Good For Microsoft, Bad For You!


By Aaron D Williams - aaron@aarondwilliams.org


Bio - Christopher Liddell - CFO Microsoft

Before joining Microsoft, Liddell was CFO at International Paper Co., the world's largest forest products company, with similar responsibilities. Prior to that, he was Chief Executive Officer of Carter Holt Harvey Ltd., then New Zealand's second-largest listed company. He also has worked as an investment banker as Managing Director and joint CEO for CS First Boston NZ Ltd.

There's a bunch more to his bio but I wanted to point out the "worked as an investment banker as Managing Director and joint CEO for CS First Boston NZ Ltd" thing!

Oh, and he is a genius!


I've had the good fortune of being acquainted with a number of the Microsoft big wigs over the last 18 Months. Although we've discussed, at length, a number of important issues regarding MSFT the deepest of said discussions have come due to their recent Issuance of Debt. I see this as one of the most brilliant moves Microsoft has made in the last decade! OK maybe a little dramatic. However, former Microsoft CFO John Connors and I have hashed over the move on a couple of occasions and agree that it's quite the deal. I've also spoken a time or two with Dan'l Lewin, Microsoft Corporate Vice President, Strategic and Emerging Business Development, and he agrees with my dramatic take. It really is a fantastic move. Now...

Aside from the obligatory question of, "What are they going to do with the money?" I want to show here just how great of a move this was. This was arguably, the cheapest money Microsoft will ever make. In addition to the Treasury Rates (which create a floor of sorts in the Bond market) being at the lowest levels seen in years, the doubt in Microsoft defaulting on their debt is also at a historical low. So here we go...!

At the time MSFT issued the debt, their Ten-Year Bond bid at the incredible rate of 4.20%. Wow! Seriously, that's unbelievable. (This link is to their SEC Form 8-K) In other words, people trust Microsoft just about as much as they trust the US Treasury. Really. Wow! There were other Bond Maturities issued but for the purposes of this read I'll focus on the Tens.

So, if you give Microsoft $100,000.00 today, they'll give you $4200.00 a year for ten years and then there's a really good chance they'll give you your $100,000.00 back. That's college for baby! Well..., maybe!
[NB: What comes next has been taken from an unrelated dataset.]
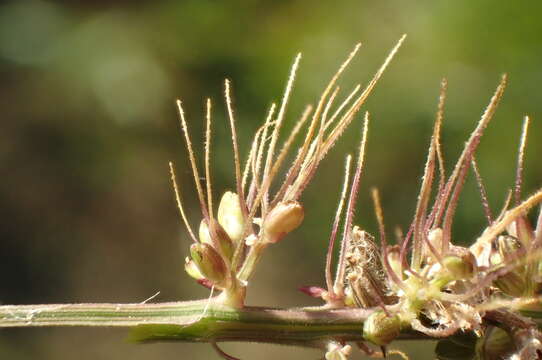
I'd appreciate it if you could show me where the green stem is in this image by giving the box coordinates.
[0,298,542,348]
[0,300,421,347]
Below is a simplified worksheet and graph of the figures above. I've taken the liberty of adjusting to inflation expectations for the next ten years. Take a gander...


Cheap Money!


Let's assume that inflation stays around 4% on average, for the next ten years. To put this in perspective, that's about what inflation has been since 1985. OK. So if we average 4% inflation for the next ten then your $100,000.00 will have a real value at Bond Maturity of +-$80,000.00. 2019. Wow!  OK - So take that $100,000.00 now (well in 2019) $80,000.00 and add it to the Yields paid out over the ten years. $42,000.00 right? No. Once again, adjusted for an average inflation over the next ten years of 4% and we get a real value at Bond Maturity of +-$37,380.00. That means the real value at Bond Maturity is only $117,380.00. Or, a gain over ten years of 1.17%.

Believe me the numbers only get worse as the maturity date lengthens.

So why is this Good for Microsoft? Well, they have your $100,000.00 today and they'll only be giving you $117,380.00 in ten years. That is really good for Microsoft.

Oh and one other thing. If "super-inflation" does occur like those morons on Main-Stream Media outlets are trying to sell then MSFT basically makes money from borrowing money. And that's without the "What are they going to do with it?" question.


Hats are off to Mr. Liddell. He's the man! Oh, for Microsoft, that is!


As is everything when you have children, this piece was a little rushed. Let me know what you think.  My apologies for any misspelling, bad math, etc.